Updating comments and using a different marker for fused producer.

Rebasing and using updated op semantics of Linalg, as well as adding a
missed comment documentation.

Allow the tile and fuse pattern to just tile if fusion isnt possible.

First batch of comments.

mlir/include/mlir/Dialect/Linalg/Transforms/Transforms.h
432

s/change/changes

mlir/lib/Dialect/Linalg/Transforms/Fusion.cpp
704

I'd just go for "incorrect operand index".

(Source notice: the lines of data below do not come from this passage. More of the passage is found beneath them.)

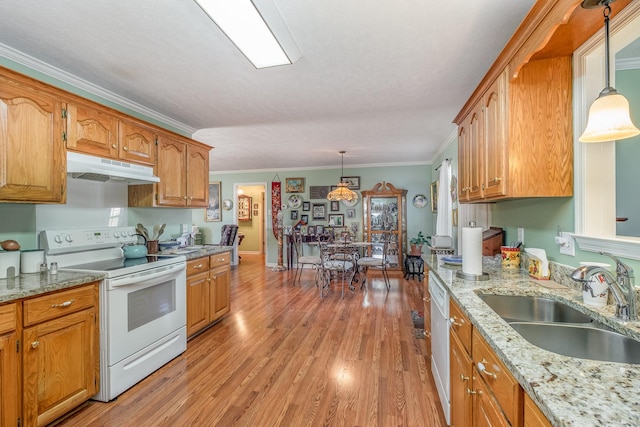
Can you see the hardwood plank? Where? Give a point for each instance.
(283, 356)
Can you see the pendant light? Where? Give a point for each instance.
(609, 117)
(342, 192)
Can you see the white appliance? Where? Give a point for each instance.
(440, 342)
(93, 168)
(142, 302)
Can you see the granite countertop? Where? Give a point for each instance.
(570, 391)
(28, 285)
(193, 252)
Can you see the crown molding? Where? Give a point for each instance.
(58, 74)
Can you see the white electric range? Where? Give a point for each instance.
(142, 302)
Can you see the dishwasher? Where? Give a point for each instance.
(440, 341)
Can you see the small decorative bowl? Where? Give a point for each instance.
(167, 245)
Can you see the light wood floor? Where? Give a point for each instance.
(285, 357)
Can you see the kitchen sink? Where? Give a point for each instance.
(585, 342)
(560, 328)
(533, 309)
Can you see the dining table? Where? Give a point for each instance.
(356, 248)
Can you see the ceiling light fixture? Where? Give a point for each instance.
(342, 192)
(609, 117)
(247, 28)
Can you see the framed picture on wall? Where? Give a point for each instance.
(353, 182)
(336, 220)
(295, 185)
(213, 211)
(319, 211)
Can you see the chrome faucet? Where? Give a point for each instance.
(621, 284)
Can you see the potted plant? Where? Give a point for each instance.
(416, 243)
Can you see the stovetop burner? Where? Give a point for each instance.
(117, 264)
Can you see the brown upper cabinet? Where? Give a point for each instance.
(515, 136)
(30, 130)
(183, 169)
(39, 121)
(93, 130)
(136, 142)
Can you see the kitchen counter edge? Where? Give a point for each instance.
(569, 391)
(33, 284)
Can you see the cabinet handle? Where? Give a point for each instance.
(484, 371)
(454, 323)
(64, 304)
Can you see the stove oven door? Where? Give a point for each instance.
(143, 308)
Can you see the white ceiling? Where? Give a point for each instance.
(380, 79)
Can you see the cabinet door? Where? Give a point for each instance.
(9, 380)
(486, 411)
(30, 129)
(495, 138)
(220, 297)
(426, 298)
(464, 161)
(91, 131)
(476, 154)
(533, 416)
(172, 171)
(461, 372)
(197, 302)
(60, 358)
(197, 176)
(137, 143)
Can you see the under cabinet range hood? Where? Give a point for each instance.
(93, 168)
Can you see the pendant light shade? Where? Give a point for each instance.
(342, 192)
(609, 117)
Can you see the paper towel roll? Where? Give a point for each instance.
(472, 250)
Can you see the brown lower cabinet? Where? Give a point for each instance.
(55, 366)
(208, 291)
(483, 391)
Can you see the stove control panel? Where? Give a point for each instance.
(57, 241)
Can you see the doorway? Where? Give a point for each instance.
(251, 217)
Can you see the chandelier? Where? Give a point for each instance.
(342, 192)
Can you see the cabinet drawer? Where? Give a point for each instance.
(218, 260)
(504, 387)
(460, 325)
(59, 304)
(7, 318)
(197, 265)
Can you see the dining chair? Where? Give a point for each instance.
(377, 261)
(302, 259)
(335, 267)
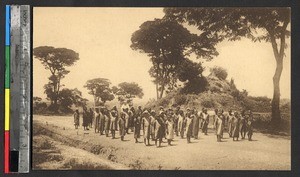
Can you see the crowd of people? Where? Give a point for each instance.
(165, 124)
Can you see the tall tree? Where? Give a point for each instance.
(258, 24)
(100, 89)
(127, 91)
(56, 60)
(167, 43)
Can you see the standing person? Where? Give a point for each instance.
(176, 118)
(131, 115)
(170, 129)
(91, 118)
(223, 121)
(219, 125)
(102, 121)
(97, 120)
(196, 123)
(180, 123)
(107, 122)
(249, 126)
(122, 123)
(138, 113)
(146, 127)
(235, 126)
(113, 123)
(230, 119)
(125, 111)
(76, 119)
(205, 120)
(85, 117)
(137, 126)
(152, 125)
(159, 130)
(189, 125)
(243, 126)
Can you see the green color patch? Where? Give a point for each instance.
(7, 66)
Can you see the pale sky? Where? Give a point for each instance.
(102, 36)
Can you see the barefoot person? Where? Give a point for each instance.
(159, 129)
(235, 126)
(122, 123)
(230, 119)
(76, 119)
(170, 129)
(205, 120)
(107, 122)
(189, 125)
(113, 123)
(97, 120)
(85, 117)
(219, 125)
(146, 127)
(181, 123)
(249, 126)
(137, 125)
(243, 125)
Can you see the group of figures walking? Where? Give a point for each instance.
(165, 124)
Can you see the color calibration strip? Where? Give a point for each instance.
(7, 91)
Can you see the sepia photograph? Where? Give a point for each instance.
(169, 88)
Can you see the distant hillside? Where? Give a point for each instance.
(219, 94)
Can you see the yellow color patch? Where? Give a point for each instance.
(7, 108)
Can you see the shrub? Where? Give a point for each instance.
(180, 99)
(208, 103)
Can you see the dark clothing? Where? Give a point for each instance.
(137, 127)
(205, 122)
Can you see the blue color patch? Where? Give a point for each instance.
(7, 25)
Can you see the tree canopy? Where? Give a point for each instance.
(168, 43)
(258, 24)
(100, 89)
(127, 91)
(56, 60)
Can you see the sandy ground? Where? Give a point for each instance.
(265, 152)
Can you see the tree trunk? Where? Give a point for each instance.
(276, 94)
(279, 54)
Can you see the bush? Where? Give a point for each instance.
(180, 99)
(219, 72)
(195, 86)
(208, 104)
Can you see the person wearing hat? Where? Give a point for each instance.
(189, 125)
(243, 124)
(76, 119)
(97, 120)
(230, 119)
(152, 124)
(205, 120)
(219, 126)
(91, 117)
(125, 112)
(249, 126)
(102, 121)
(235, 126)
(113, 123)
(106, 122)
(121, 123)
(146, 127)
(85, 118)
(180, 123)
(137, 124)
(169, 129)
(196, 123)
(159, 129)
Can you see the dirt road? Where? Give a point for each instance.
(265, 152)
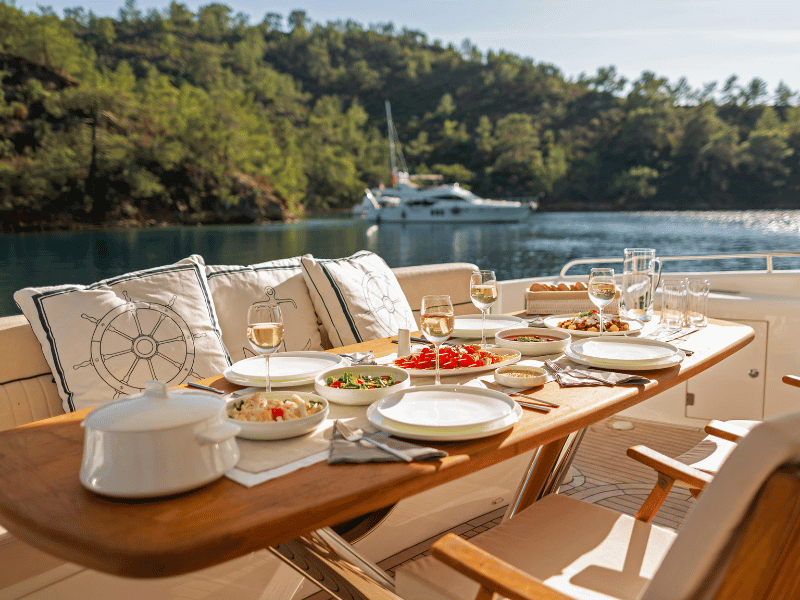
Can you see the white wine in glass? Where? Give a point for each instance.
(602, 290)
(265, 332)
(483, 291)
(437, 321)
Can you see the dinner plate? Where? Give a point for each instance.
(445, 434)
(619, 366)
(552, 322)
(623, 349)
(286, 365)
(469, 326)
(444, 406)
(510, 357)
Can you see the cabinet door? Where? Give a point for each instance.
(734, 388)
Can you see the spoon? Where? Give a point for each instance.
(352, 436)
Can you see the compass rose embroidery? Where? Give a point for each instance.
(137, 342)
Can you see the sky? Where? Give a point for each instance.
(702, 40)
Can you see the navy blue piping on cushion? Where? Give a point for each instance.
(342, 303)
(330, 317)
(39, 298)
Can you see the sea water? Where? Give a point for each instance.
(540, 245)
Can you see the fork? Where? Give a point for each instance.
(556, 368)
(352, 436)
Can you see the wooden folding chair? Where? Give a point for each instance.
(741, 540)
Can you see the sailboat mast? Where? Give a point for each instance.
(390, 125)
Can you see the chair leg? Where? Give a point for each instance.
(656, 498)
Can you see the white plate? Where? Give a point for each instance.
(284, 366)
(623, 350)
(280, 430)
(443, 434)
(361, 397)
(552, 322)
(619, 366)
(469, 326)
(444, 406)
(511, 356)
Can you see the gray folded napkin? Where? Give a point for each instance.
(583, 377)
(344, 452)
(361, 358)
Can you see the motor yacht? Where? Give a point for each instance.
(408, 202)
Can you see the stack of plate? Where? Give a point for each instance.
(629, 354)
(286, 369)
(444, 413)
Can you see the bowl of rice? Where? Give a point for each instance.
(275, 415)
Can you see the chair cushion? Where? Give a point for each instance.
(357, 298)
(105, 340)
(235, 288)
(580, 549)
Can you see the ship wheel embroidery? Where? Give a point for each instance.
(137, 342)
(383, 300)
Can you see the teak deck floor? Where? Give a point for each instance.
(602, 474)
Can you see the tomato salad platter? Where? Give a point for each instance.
(457, 360)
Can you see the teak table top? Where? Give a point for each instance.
(43, 502)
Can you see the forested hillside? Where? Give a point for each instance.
(172, 116)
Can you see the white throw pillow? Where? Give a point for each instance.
(235, 288)
(357, 298)
(105, 340)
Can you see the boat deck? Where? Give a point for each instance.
(601, 474)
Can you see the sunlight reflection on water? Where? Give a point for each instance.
(541, 245)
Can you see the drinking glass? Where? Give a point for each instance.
(641, 272)
(483, 291)
(673, 303)
(265, 332)
(437, 321)
(697, 302)
(602, 290)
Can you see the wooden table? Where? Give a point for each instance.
(43, 503)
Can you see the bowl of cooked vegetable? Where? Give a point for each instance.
(533, 341)
(275, 415)
(360, 385)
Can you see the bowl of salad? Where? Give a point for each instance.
(360, 385)
(533, 341)
(275, 415)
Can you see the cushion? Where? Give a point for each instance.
(583, 550)
(235, 288)
(357, 298)
(105, 340)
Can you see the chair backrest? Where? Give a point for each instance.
(742, 539)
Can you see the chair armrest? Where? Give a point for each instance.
(726, 431)
(491, 572)
(791, 380)
(669, 466)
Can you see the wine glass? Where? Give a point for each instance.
(601, 290)
(437, 321)
(265, 332)
(483, 291)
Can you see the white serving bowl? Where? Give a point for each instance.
(277, 430)
(533, 376)
(560, 341)
(157, 443)
(361, 397)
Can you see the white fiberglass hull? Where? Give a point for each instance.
(441, 213)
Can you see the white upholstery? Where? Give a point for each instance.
(583, 550)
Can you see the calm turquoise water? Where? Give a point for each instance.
(539, 246)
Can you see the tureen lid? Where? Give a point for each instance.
(154, 409)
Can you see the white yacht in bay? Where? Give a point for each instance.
(408, 202)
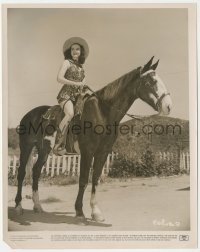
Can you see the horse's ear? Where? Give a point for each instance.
(154, 66)
(147, 66)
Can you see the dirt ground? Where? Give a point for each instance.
(148, 204)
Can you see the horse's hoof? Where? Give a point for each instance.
(81, 220)
(19, 210)
(97, 217)
(38, 209)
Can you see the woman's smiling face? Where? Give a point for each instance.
(75, 51)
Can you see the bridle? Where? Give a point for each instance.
(159, 99)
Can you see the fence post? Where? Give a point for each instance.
(58, 165)
(64, 163)
(14, 164)
(53, 166)
(79, 164)
(68, 164)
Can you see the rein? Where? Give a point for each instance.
(130, 115)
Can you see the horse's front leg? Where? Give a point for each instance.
(99, 161)
(86, 160)
(42, 158)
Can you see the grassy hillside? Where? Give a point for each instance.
(155, 132)
(158, 133)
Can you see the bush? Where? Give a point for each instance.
(167, 168)
(124, 167)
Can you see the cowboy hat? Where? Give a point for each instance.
(76, 40)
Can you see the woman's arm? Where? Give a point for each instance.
(61, 75)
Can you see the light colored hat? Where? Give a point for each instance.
(76, 40)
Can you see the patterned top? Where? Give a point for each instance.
(74, 73)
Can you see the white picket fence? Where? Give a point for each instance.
(70, 164)
(55, 165)
(182, 158)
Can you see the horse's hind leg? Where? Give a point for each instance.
(99, 161)
(42, 158)
(25, 152)
(86, 160)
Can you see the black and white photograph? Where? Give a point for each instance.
(100, 115)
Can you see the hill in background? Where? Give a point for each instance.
(158, 133)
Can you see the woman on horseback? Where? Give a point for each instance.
(72, 76)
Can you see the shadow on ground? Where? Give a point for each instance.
(29, 217)
(184, 189)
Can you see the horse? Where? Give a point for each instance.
(107, 107)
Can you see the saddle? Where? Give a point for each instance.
(54, 115)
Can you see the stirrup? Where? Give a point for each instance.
(59, 151)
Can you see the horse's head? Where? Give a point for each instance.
(152, 90)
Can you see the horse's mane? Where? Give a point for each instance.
(111, 91)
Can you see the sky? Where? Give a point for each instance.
(120, 40)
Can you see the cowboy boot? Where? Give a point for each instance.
(59, 147)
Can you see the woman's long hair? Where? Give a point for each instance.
(81, 59)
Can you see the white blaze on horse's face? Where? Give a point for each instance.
(157, 92)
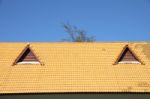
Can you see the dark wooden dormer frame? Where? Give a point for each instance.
(23, 51)
(120, 55)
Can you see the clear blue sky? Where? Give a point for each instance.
(107, 20)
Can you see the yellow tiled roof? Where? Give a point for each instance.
(74, 67)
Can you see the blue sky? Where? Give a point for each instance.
(41, 20)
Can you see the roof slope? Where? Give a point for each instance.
(74, 67)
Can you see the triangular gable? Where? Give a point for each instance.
(27, 57)
(127, 56)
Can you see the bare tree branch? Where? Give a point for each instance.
(76, 35)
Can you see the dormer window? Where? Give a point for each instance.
(27, 57)
(128, 57)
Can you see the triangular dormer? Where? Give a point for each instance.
(128, 57)
(27, 57)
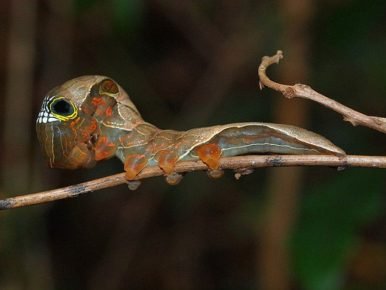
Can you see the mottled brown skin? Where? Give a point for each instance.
(91, 118)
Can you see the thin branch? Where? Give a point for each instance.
(241, 165)
(306, 92)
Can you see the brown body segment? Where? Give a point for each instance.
(104, 122)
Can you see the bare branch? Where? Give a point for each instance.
(306, 92)
(241, 165)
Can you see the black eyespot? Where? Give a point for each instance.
(62, 107)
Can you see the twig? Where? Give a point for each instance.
(239, 163)
(306, 92)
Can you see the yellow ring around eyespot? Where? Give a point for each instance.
(61, 117)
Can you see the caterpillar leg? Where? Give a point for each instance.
(210, 154)
(167, 162)
(134, 163)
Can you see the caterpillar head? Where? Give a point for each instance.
(68, 125)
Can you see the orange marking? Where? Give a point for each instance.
(109, 111)
(97, 101)
(209, 154)
(104, 148)
(109, 86)
(167, 160)
(134, 164)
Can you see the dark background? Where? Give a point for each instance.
(187, 64)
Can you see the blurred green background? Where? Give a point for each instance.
(187, 64)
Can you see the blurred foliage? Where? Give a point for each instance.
(330, 221)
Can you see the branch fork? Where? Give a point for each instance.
(242, 165)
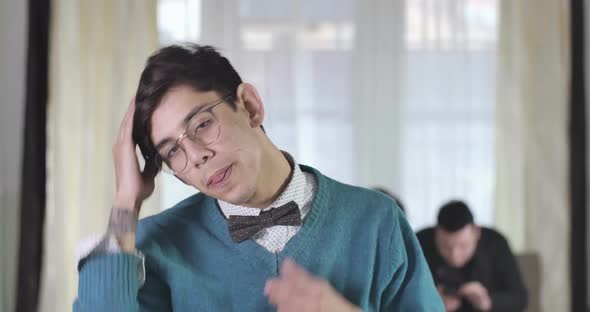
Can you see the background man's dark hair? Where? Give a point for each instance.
(454, 215)
(199, 67)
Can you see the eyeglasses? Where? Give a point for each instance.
(203, 129)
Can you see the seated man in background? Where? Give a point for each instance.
(473, 267)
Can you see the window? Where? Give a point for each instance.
(299, 55)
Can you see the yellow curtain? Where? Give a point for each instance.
(97, 52)
(531, 139)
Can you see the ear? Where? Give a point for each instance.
(248, 97)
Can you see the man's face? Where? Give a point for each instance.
(227, 169)
(458, 247)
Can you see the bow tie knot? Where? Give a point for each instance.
(244, 227)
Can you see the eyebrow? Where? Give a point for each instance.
(185, 121)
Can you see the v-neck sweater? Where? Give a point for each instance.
(356, 239)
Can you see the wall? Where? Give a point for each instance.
(13, 34)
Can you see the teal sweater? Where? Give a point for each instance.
(355, 238)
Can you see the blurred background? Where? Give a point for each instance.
(479, 100)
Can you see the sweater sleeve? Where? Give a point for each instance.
(111, 281)
(411, 287)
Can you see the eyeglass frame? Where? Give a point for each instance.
(159, 159)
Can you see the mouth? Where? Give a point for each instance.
(220, 177)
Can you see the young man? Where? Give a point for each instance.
(473, 267)
(264, 232)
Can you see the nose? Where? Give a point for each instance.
(197, 154)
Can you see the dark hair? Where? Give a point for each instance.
(395, 198)
(199, 67)
(454, 215)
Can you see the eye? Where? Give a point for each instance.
(173, 151)
(202, 125)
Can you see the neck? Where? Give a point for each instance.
(276, 174)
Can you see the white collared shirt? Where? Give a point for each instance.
(300, 189)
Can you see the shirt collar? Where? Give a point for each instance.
(295, 191)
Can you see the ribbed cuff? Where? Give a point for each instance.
(110, 278)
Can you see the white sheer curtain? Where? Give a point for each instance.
(98, 49)
(532, 134)
(391, 93)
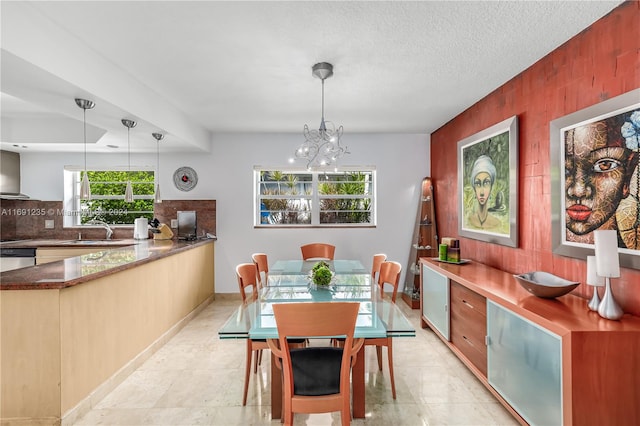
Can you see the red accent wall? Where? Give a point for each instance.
(599, 63)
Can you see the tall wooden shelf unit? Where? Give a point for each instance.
(423, 244)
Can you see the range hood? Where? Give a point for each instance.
(10, 176)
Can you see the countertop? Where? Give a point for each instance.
(117, 255)
(562, 315)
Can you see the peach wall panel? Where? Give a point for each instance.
(599, 63)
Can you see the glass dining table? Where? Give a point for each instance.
(289, 282)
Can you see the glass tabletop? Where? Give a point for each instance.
(302, 267)
(340, 279)
(377, 317)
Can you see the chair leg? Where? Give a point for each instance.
(247, 369)
(345, 413)
(390, 357)
(258, 361)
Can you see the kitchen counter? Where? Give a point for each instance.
(82, 324)
(118, 255)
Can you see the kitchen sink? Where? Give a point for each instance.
(99, 242)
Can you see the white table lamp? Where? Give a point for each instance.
(593, 280)
(608, 266)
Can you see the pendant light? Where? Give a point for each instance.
(128, 192)
(321, 147)
(159, 137)
(85, 187)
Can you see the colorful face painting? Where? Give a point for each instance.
(602, 179)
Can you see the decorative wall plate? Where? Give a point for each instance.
(185, 178)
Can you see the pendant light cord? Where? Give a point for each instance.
(84, 120)
(129, 150)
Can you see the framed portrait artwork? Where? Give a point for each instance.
(488, 184)
(595, 177)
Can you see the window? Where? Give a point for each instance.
(314, 198)
(107, 197)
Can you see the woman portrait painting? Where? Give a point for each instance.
(485, 183)
(602, 179)
(482, 178)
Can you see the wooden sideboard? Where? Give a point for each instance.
(548, 361)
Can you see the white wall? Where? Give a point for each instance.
(226, 175)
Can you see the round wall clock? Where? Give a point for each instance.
(185, 178)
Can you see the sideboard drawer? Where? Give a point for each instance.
(469, 299)
(469, 325)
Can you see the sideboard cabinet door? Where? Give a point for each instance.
(435, 300)
(525, 365)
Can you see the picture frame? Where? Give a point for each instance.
(597, 130)
(488, 184)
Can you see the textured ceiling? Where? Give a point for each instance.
(194, 69)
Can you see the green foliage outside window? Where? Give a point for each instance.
(107, 197)
(342, 208)
(342, 197)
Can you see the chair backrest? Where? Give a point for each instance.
(262, 264)
(247, 280)
(377, 262)
(318, 251)
(329, 319)
(389, 275)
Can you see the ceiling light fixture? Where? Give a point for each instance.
(159, 137)
(85, 187)
(128, 192)
(321, 147)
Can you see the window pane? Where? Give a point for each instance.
(290, 197)
(107, 197)
(345, 210)
(285, 211)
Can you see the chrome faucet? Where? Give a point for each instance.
(105, 225)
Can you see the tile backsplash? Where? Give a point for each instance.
(26, 219)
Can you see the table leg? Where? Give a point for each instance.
(276, 389)
(357, 381)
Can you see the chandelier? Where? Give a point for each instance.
(321, 147)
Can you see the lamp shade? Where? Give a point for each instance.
(607, 261)
(592, 277)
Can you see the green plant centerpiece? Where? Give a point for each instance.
(321, 274)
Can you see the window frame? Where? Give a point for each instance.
(315, 197)
(72, 204)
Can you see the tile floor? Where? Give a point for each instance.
(197, 379)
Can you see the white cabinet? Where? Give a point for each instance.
(525, 365)
(435, 300)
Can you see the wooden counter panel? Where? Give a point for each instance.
(561, 315)
(76, 339)
(469, 324)
(600, 366)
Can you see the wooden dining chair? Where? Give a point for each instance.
(247, 281)
(389, 277)
(316, 378)
(375, 265)
(262, 264)
(318, 251)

mlir/lib/Dialect/Linalg/Transforms/Tiling.cpp
464

s/position/positions

467

linalg.matmul ins(%a, %b: ...) outs(%c: ...)

477

s/commong/common

498

Could you please spell out the condition and reason a little more (maybe with an example).
The condition is that the producer iterates a single time along a valid consumer tiling dimension.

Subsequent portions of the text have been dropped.